People who already have respiratory conditions are most at risk, doctors say, but the smoke can also be harmful to otherwise healthy people if they exert themselves, and that's bad news for the 4,000 entrants registered to compete in the Edmonton Derby marathon and half-marathon scheduled for Sunday.

The race is still on but Dr. Andre Corriveau, Alberta's chief medical officer of health, said Friday he's been in touch with the organizers and is advising athletes to use caution and common sense when competing.

"People will have to adjust their expectations perhaps, or maybe some people may choose to do the half-marathon instead of the full one," he said. "So it's really about providing guidance and letting people make their own decisions about what pace they want to run and how much of it they want to do."

Organizers had hoped for a record-setting time because the course is relatively flat and the temperature is expected to be a comfortable 16 C. However, the poor air quality could affect finishing times.

Race organizer John Stanton said conditions are being monitored but, so far, he's only heard from one athlete concerned about the smoke.

"People who are running in the half and full marathons are probably in their peak physical conditions," he told CBC News. "And with the weather the way it's clearing and a chance of rain today and tomorrow, we should have perfect running conditions for the half-marathon and full-marathon. "

Athletes concerned about their health will be allowed to race a shorter distance, Stanton said.

Even golfers are feeling the effects of the smoky conditions.

Brad Lowrie braved the smoke to play a round of golf at the Victoria Golf Course, but after firing a tee shot at the seventh hole he couldn't be certain where his ball landed.

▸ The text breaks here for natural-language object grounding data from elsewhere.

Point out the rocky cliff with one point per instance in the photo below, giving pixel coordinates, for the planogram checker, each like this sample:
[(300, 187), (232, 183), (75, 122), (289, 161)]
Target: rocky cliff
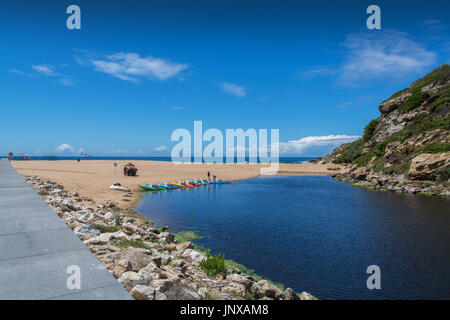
[(407, 148)]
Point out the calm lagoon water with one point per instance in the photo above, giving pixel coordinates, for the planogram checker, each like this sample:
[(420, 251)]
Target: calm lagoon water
[(315, 234)]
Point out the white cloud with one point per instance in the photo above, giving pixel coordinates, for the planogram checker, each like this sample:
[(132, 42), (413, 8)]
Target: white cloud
[(65, 147), (67, 82), (22, 73), (234, 89), (45, 69), (160, 148), (130, 66), (48, 71), (178, 108), (116, 151), (373, 56), (322, 144), (383, 55), (344, 105)]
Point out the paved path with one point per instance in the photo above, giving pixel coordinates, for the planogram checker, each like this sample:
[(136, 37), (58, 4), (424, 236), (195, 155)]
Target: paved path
[(36, 248)]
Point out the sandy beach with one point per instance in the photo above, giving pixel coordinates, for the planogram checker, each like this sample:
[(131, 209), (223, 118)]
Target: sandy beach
[(93, 178)]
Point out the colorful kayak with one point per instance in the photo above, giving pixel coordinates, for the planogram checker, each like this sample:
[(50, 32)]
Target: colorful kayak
[(177, 185), (166, 187), (148, 188)]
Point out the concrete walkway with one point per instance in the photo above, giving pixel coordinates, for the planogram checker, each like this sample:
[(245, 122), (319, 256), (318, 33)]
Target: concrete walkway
[(37, 247)]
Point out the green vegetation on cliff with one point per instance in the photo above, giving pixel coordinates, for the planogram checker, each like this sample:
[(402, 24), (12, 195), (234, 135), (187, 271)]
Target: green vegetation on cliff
[(412, 130)]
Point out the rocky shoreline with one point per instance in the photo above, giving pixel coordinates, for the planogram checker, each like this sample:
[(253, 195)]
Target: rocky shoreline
[(365, 177), (148, 262)]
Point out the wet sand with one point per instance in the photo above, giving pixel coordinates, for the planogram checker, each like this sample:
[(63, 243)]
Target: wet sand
[(93, 178)]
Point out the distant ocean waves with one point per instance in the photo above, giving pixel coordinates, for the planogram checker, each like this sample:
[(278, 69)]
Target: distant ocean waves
[(130, 158)]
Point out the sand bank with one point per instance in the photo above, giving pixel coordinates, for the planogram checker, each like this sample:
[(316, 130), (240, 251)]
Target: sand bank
[(93, 178)]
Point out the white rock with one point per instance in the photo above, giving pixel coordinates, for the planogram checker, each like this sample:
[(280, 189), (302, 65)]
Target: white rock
[(131, 279), (110, 216), (193, 255), (86, 229), (141, 292)]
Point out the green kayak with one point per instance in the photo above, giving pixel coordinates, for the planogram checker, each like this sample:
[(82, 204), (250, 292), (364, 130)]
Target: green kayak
[(148, 188)]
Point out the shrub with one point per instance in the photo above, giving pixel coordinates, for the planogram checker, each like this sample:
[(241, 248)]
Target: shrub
[(104, 229), (400, 169), (351, 152), (370, 129), (414, 101), (185, 236), (437, 147), (124, 243), (363, 160), (213, 264)]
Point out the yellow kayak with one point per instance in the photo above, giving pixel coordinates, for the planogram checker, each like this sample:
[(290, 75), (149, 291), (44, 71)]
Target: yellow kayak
[(178, 185)]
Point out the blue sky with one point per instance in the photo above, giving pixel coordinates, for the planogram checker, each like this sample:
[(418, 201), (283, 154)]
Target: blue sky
[(137, 70)]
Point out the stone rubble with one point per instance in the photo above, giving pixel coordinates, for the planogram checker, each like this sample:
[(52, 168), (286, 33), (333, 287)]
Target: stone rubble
[(149, 264)]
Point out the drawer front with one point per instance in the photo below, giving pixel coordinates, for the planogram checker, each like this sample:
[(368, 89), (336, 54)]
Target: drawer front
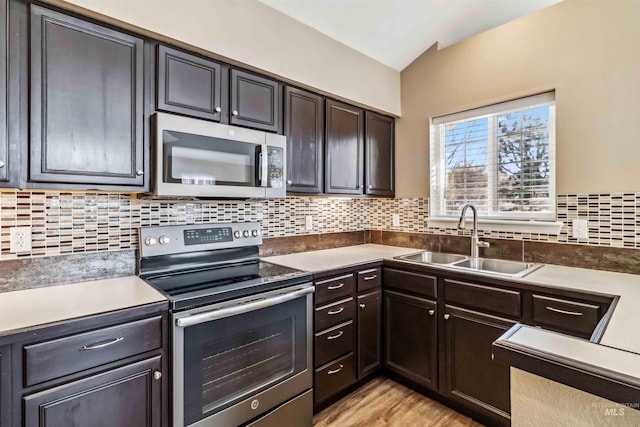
[(419, 284), (565, 315), (334, 288), (484, 298), (334, 314), (56, 358), (334, 377), (333, 343), (369, 279)]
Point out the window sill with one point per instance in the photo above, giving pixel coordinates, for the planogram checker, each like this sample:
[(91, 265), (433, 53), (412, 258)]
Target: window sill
[(514, 226)]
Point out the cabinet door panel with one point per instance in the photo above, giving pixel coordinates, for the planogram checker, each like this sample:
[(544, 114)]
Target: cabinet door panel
[(379, 152), (410, 333), (472, 375), (255, 101), (86, 102), (127, 396), (344, 150), (369, 333), (188, 84), (304, 129)]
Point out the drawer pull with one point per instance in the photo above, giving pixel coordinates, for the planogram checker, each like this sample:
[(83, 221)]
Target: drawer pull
[(333, 337), (101, 345), (335, 371), (557, 310)]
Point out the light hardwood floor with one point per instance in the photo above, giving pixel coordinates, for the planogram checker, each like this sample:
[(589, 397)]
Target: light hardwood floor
[(383, 402)]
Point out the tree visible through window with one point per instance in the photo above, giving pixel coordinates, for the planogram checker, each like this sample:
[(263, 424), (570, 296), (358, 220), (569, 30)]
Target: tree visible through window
[(500, 158)]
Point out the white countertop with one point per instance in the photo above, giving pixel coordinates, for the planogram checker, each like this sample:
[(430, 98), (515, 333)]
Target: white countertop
[(332, 259), (20, 310), (621, 332)]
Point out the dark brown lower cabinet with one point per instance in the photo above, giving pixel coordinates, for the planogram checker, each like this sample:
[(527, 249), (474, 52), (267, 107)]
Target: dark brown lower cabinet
[(126, 396), (472, 377), (411, 345), (369, 332)]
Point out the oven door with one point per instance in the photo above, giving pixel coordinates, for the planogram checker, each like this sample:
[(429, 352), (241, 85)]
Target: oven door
[(235, 360)]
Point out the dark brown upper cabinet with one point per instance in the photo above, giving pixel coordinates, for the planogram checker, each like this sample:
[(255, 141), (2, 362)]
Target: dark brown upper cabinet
[(379, 152), (344, 148), (255, 101), (304, 128), (4, 93), (188, 84), (86, 118)]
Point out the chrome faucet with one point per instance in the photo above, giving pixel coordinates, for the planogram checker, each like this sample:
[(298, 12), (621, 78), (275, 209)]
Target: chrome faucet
[(475, 242)]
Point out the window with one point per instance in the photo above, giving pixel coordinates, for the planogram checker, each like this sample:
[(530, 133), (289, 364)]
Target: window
[(500, 158)]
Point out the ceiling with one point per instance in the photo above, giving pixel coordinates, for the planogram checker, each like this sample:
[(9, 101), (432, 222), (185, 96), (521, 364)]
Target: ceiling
[(395, 32)]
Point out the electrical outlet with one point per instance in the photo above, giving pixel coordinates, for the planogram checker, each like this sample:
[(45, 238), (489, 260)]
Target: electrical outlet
[(580, 229), (20, 239)]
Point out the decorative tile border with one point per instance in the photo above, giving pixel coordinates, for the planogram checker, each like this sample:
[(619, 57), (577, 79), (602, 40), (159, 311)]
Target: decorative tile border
[(75, 222)]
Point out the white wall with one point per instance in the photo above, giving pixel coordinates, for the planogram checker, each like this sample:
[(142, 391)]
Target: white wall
[(249, 32)]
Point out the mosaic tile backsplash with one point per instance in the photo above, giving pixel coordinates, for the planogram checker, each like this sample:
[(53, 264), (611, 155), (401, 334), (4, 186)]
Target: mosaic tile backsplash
[(64, 222)]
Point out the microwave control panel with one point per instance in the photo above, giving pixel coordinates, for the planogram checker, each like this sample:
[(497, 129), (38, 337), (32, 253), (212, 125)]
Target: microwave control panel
[(275, 174)]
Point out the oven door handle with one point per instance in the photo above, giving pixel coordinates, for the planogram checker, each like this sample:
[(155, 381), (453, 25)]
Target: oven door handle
[(208, 316)]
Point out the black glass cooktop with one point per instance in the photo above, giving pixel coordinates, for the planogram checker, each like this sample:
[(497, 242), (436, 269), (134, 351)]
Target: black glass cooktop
[(195, 287)]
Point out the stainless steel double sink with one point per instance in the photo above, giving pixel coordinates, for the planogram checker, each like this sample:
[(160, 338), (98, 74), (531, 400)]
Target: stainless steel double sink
[(496, 267)]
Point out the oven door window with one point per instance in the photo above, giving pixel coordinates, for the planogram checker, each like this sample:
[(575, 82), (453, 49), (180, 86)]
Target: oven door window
[(203, 160), (229, 359)]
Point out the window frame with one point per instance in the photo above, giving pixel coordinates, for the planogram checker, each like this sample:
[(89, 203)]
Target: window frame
[(437, 160)]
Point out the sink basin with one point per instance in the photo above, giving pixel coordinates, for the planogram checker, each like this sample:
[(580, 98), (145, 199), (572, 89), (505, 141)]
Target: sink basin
[(497, 266), (432, 257)]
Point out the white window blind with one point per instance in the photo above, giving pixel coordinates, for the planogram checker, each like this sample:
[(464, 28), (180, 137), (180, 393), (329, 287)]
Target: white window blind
[(501, 158)]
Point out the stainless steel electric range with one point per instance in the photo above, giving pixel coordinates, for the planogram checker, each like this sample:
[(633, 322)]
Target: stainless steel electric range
[(242, 327)]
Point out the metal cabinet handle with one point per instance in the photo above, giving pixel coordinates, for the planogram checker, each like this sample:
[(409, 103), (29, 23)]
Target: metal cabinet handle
[(570, 313), (101, 345), (335, 371), (333, 337)]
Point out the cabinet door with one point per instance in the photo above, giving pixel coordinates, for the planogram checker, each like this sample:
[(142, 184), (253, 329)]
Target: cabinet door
[(344, 152), (127, 396), (379, 152), (411, 346), (4, 93), (472, 377), (86, 103), (5, 376), (255, 101), (369, 333), (304, 129), (188, 84)]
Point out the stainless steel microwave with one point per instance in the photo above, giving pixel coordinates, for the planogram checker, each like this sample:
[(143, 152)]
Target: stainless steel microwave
[(200, 159)]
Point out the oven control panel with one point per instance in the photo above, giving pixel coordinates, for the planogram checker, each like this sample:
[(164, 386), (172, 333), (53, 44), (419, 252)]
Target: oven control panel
[(174, 239)]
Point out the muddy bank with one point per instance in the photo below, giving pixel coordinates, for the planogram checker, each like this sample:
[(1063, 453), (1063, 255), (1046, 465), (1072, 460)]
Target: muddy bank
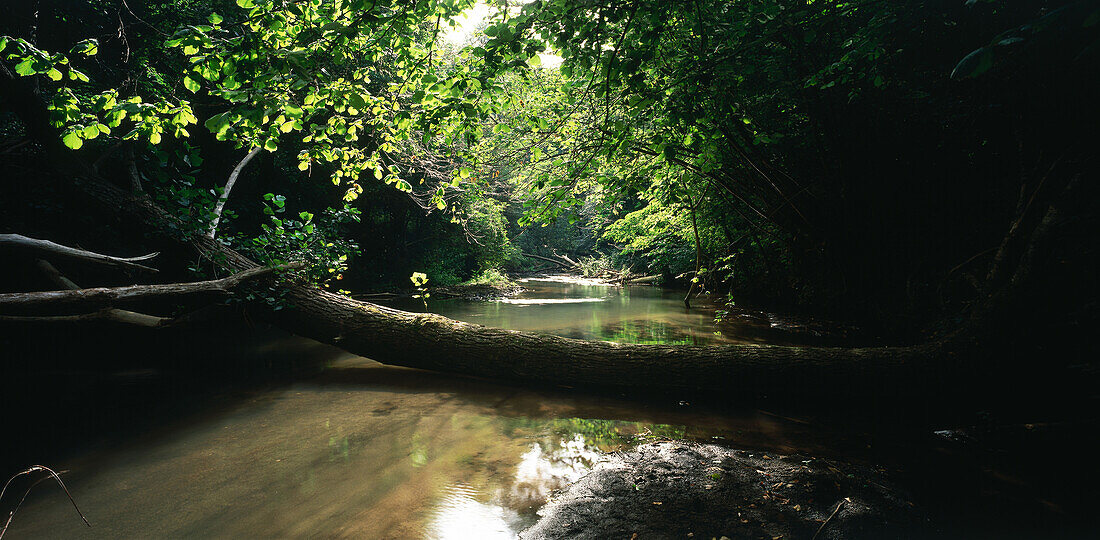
[(678, 489)]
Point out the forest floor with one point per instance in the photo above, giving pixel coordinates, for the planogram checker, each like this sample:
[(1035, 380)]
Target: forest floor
[(681, 489)]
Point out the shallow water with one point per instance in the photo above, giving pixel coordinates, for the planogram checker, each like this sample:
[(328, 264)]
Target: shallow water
[(369, 451)]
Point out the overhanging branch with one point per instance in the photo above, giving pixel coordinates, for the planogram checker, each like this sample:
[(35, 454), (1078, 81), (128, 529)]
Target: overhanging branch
[(54, 249)]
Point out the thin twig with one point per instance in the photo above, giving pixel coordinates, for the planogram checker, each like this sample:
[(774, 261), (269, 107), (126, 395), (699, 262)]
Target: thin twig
[(20, 504), (831, 516)]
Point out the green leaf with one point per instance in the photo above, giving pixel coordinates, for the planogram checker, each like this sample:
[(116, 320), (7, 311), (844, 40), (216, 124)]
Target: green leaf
[(191, 85), (87, 47), (73, 140), (974, 64)]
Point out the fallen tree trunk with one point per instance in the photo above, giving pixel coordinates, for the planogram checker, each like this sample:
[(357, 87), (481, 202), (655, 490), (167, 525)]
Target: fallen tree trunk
[(433, 342), (562, 264), (53, 249)]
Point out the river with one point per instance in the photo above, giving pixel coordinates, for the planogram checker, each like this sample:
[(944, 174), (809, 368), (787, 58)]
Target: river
[(369, 451)]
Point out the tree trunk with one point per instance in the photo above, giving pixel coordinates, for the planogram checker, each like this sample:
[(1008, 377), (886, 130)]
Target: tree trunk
[(433, 342), (109, 296)]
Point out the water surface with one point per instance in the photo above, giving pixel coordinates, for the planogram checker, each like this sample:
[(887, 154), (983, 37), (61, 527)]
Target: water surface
[(369, 451), (594, 310)]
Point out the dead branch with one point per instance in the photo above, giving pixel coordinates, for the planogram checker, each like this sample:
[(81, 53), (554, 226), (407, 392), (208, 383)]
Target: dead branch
[(53, 475), (47, 246), (107, 296), (110, 313)]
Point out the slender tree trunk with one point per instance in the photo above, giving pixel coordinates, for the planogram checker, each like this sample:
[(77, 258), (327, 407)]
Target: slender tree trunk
[(220, 206)]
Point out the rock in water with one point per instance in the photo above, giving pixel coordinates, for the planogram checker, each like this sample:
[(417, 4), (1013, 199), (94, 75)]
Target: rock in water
[(680, 489)]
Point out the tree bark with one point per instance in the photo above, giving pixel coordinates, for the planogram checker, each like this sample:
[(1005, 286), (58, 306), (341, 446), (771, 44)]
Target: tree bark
[(53, 249), (220, 206), (108, 296), (110, 313), (433, 342)]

"Well, we're not sure if it went in the bunker or maybe to the opposite side of the green," he said. "We won't really know until we get there. Because of the haze we can't really tell where the ball went."

Katlin Greening had hoped to get in another round of training for a half-marathon on the weekend but she gave up after only two kilometres.

"It's actually hard to breathe," she said. "I'm going home right now. I'm just going to go to the gym today."

The smoke is no laughing matter for volunteers such as Brooke Butler at this year's Fringe Festival. 

"I'm noticing a lot of wheezing, a lot of, generally, just difficulty in breathing," Butler said, her mouth and nose covered by a white surgical-style mask.

There is no end in sight to the smoky conditions.